Einst hatten sie durchaus auch mehr Funktion: Sie fungierten als Staubsauger, denn an ihren rauen Oberflächen konnten etwaige Staubpartikel haften bleiben, anstatt die Rädchen des Werks bei ihrer Arbeit zu stören. Heute sind die Uhren längst so dicht, dass Staub nicht mehr hineingelangt – und auch die Produktionsbedingungen haben sich stark verändert, sind sehr viel sauberer geworden. Doch die schönen Schliffe sind geblieben. Die wichtigsten sind die folgenden.

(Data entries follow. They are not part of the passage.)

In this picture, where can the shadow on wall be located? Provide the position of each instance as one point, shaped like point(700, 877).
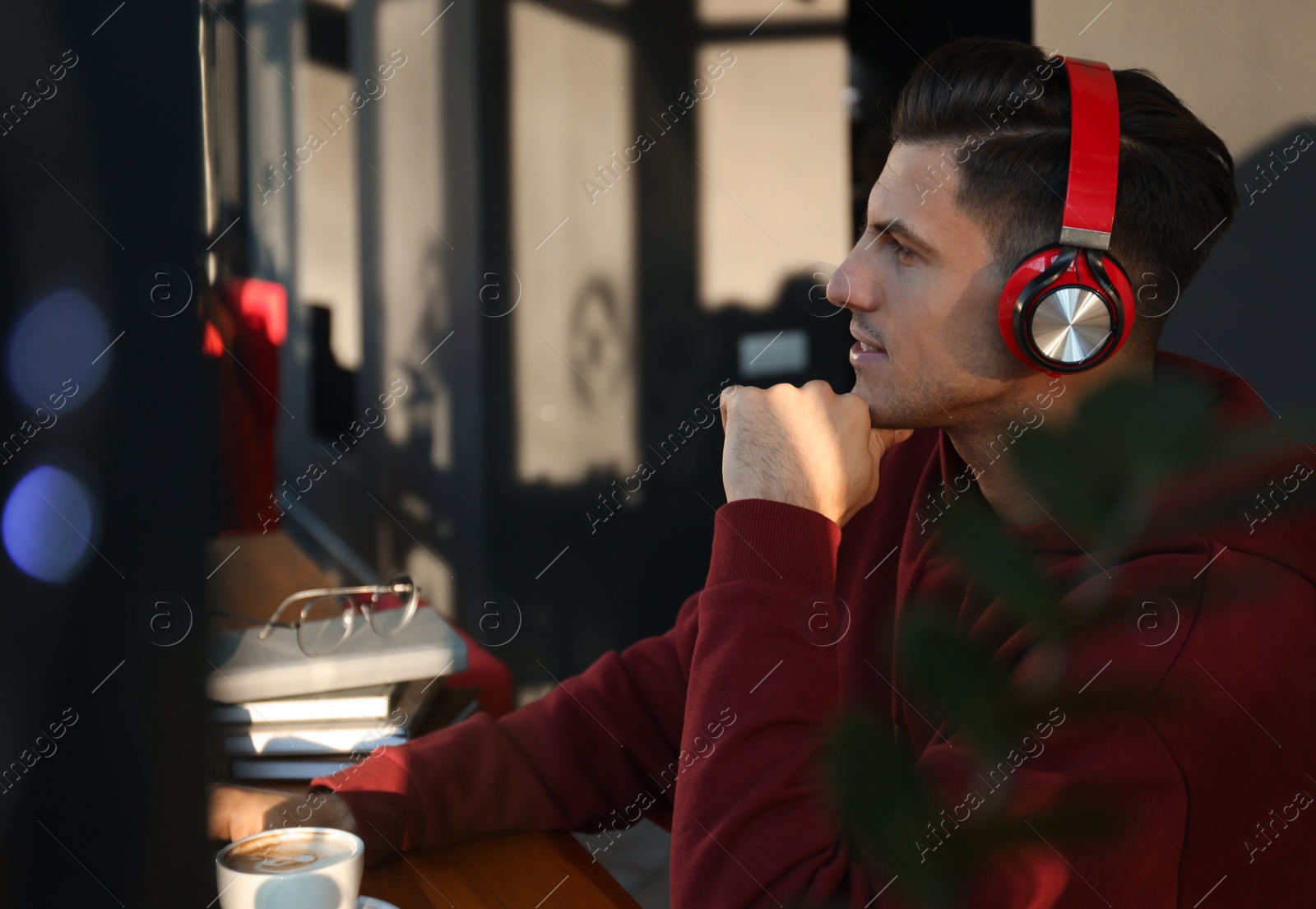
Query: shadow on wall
point(1249, 309)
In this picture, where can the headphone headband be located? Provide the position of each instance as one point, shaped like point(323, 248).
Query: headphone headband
point(1094, 155)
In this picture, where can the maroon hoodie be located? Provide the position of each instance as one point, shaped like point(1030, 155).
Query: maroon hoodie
point(714, 728)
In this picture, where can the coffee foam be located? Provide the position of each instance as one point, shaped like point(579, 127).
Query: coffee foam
point(287, 853)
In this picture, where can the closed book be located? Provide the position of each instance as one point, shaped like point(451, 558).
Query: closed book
point(289, 768)
point(451, 708)
point(370, 703)
point(248, 669)
point(313, 738)
point(337, 735)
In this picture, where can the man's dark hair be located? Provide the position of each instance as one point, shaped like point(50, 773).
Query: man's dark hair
point(1177, 191)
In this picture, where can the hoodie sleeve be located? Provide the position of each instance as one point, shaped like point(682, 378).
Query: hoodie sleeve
point(749, 828)
point(572, 761)
point(753, 828)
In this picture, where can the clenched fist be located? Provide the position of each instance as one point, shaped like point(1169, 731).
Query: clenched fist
point(806, 446)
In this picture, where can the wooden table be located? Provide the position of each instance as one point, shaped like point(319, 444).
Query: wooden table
point(523, 870)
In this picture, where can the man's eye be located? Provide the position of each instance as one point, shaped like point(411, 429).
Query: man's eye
point(901, 250)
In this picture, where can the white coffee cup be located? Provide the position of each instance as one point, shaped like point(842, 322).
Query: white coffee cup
point(291, 869)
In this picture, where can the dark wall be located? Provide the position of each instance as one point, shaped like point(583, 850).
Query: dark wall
point(102, 718)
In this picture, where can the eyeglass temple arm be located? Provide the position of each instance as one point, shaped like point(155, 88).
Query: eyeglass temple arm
point(322, 591)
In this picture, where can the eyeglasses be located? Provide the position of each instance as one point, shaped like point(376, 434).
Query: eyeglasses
point(329, 615)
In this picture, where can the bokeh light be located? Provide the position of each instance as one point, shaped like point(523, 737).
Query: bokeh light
point(48, 524)
point(63, 336)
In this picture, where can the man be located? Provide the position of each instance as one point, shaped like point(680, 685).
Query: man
point(714, 729)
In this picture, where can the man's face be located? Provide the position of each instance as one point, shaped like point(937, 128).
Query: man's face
point(920, 283)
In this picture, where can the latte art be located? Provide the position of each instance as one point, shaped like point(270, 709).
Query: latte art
point(287, 853)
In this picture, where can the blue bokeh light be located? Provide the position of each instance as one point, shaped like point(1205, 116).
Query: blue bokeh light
point(54, 342)
point(48, 524)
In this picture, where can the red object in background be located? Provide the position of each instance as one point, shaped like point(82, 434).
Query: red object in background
point(256, 316)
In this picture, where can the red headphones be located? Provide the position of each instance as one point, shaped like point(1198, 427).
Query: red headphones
point(1069, 307)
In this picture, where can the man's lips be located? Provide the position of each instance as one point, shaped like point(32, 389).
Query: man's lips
point(869, 344)
point(866, 349)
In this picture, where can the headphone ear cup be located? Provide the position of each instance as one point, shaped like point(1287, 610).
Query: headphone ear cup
point(1054, 267)
point(1114, 282)
point(1017, 298)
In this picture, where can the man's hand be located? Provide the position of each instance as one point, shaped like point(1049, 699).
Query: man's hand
point(239, 810)
point(806, 446)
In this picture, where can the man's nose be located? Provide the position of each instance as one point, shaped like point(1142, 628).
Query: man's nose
point(846, 291)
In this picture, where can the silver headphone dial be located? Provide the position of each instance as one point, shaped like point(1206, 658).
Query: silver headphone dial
point(1072, 324)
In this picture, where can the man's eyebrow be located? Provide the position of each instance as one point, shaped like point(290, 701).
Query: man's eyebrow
point(901, 230)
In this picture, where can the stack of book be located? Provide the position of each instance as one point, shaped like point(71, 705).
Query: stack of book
point(283, 716)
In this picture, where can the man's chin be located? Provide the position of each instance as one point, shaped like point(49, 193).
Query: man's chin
point(882, 415)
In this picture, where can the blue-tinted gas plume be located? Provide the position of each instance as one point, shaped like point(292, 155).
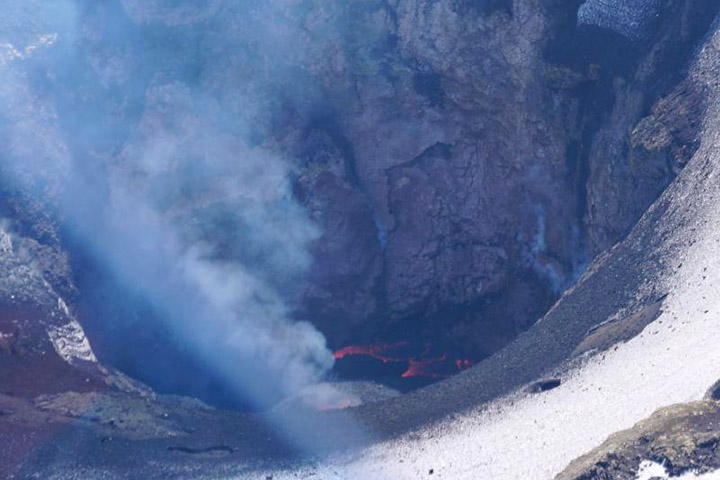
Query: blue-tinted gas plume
point(154, 149)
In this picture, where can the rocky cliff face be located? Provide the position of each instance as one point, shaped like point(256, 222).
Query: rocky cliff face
point(464, 160)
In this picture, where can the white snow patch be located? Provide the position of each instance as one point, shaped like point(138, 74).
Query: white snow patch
point(9, 53)
point(656, 471)
point(71, 343)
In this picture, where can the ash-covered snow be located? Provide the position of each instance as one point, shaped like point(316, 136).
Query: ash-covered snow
point(71, 343)
point(630, 18)
point(654, 471)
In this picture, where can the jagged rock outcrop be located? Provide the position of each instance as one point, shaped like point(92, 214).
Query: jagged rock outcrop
point(682, 438)
point(464, 159)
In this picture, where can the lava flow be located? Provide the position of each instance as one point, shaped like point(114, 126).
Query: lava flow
point(417, 365)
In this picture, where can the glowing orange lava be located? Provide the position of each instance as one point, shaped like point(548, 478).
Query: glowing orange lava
point(422, 366)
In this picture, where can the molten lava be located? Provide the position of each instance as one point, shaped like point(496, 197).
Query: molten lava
point(422, 365)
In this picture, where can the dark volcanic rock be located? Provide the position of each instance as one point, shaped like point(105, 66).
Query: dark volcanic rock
point(682, 438)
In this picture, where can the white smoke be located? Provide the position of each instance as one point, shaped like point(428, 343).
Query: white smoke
point(187, 212)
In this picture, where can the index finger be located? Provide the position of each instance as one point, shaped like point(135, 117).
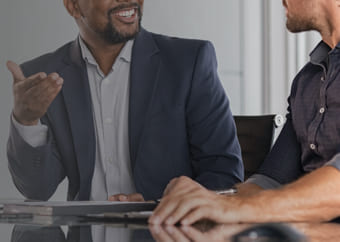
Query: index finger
point(16, 71)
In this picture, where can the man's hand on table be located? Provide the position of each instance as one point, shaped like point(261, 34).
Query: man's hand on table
point(187, 202)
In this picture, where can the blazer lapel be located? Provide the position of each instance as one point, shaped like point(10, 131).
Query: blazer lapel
point(77, 97)
point(143, 81)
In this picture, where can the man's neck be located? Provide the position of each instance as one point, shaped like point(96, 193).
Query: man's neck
point(104, 54)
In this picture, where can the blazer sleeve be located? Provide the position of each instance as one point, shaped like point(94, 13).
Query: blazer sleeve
point(36, 172)
point(214, 147)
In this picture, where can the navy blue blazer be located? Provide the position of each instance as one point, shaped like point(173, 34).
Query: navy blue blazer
point(180, 122)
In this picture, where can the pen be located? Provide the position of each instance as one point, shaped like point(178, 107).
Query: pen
point(229, 191)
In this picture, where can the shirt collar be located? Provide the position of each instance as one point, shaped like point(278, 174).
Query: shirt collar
point(125, 53)
point(320, 53)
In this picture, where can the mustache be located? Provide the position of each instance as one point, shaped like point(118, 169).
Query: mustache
point(123, 6)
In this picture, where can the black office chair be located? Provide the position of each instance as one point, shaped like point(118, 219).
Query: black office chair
point(256, 134)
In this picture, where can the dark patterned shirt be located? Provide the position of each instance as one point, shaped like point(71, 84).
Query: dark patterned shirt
point(311, 135)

Glashütter Streifenschliff

Ein streifenförmiger Zierschliff, der zumeist schräg über die Platine gezogen wird. Ganz ähnlich: Bandschliff, Genfer Streifen, Côte de Genève.

NOMOS-Perlage oder Wölkchenschliff

Sie entsteht im Zuge der Finissage durch die Drehbewegung eines zylindrischen, mit Diamantstaub besetzten Stiftes; es entstehen so eng aneinander lauter kleine, kreisrunde Formen.

Strichschliff

Bei diesem rustikaleren, aber nichtsdestotrotz sehr schönen Schliff, deutlich sichtbar auf der NOMOS-Sperrklinke und der Sperrklinkenfeder, wird das Werkstück über eine Art sehr feines Sandpapier gezogen.

Glashütter Sonnen- oder auch Schneckenschliff

Dies ist eine kreisförmige Verzierung auf den Sperrrädern unserer Handaufzugs- und Automatikwerke. Sperrrad für Sperrrad wird in einen Apparat mit zwei gegenläufigen Motoren eingespannt, und ein mit Diamantschleifpaste benetzter, rotierender Zylinder erzeugt dann auf der Oberfläche des sich ebenfalls drehenden Sperrrads einen Schliff, der uns besonders erfreut. Je nach Lichteinfall sieht man eine kleine sich drehende und funkelnde Sonne darin – oder eben, wenn man mag, auch eine winzige Schnecke.

Schwarzpolitur

Eine besondere Politur, die in der Fertigung der Teile für die Atelier-Uhren Lambda und Lux Anwendung findet: Hier werden die Stahlteile – etwa Sperrklinke und Sperrklinkenfeder – auf einer Zinnplatte so lang poliert, bis sich nicht einmal mehr mit der Lupe Kratzer feststellen lassen, sie anschließend aber immer noch exakt winklig und ohne abgerundete Kanten sind.

Die Gravur

Die Gravur lässt jede Uhr zum Unikat werden: So etwa werden die Unruhkloben der besonders feinen NOMOS-Kaliber von Lux und Lambda von einem erfahrenen Graveur im freien Schnitt beschrieben. „Mit Liebe in Glashütte gefertigt“ steht darauf.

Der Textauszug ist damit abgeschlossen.